3.2.3. Gradient Boosting
The Gradient Boosting algorithm is a machine learning technique for
regression and classification problems, which produces a prediction
model in the form of a set of weak prediction models, usually decision
trees. It builds the model in steps like other reinforcement methods,
and generalizes them by allowing the optimization of an arbitrary
differentiable loss function [41, 42]. The algorithm’s objective is
to create a chain of weak models, where each one aims to minimize the
error of the previous model through a loss function. The adjustments of
each weak model are multiplied by a value called the learning rate. This
value aims to determine the impact of each tree on the final model. The
lower the value, the lower the contribution of each tree. Scikit-Learn
has precisely and effectively implemented the Gradient Boosting
algorithm for solving classification and regression problems. In this
work, the Gradient Boosting algorithm is analyzed in a classification
model. The data is provided by the library itself, which has a Dataset
package. Table 6 shows the results of Gradient Boosting technique. The
precision and accuracy of Gradient Boosting technique is tested by taken
random data from Table 3. Table 6 analyzes the model’s accuracy metrics
in relation to the experimental data.
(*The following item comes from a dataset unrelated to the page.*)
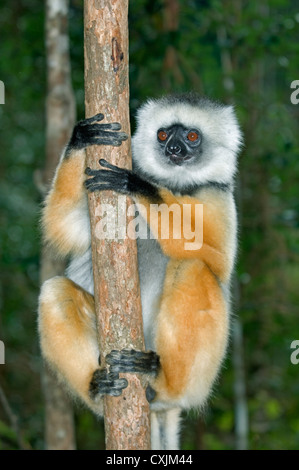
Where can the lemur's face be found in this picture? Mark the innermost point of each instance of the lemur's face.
(183, 141)
(179, 144)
The first row presented in Table 6
is the behavior of the explained variance. The explained variation
measures the proportion for which a mathematical model is responsible
for. Randomly taken values from Table 3 are written in Table 7 and
calculated also by the model. The accordance between the model’s and
experimental values are approximately 92%, 95%, and 86% for
KD, E and Z values, respectively. In practice, these
percentages show how accurate is the model. The second row presented in
Table 6 is the mean absolute error (MAE). In statistics, the MAE is a
measure of errors between observation pairs that expresses the same
phenomenon. A lower MAE value is desirable for an accurate model.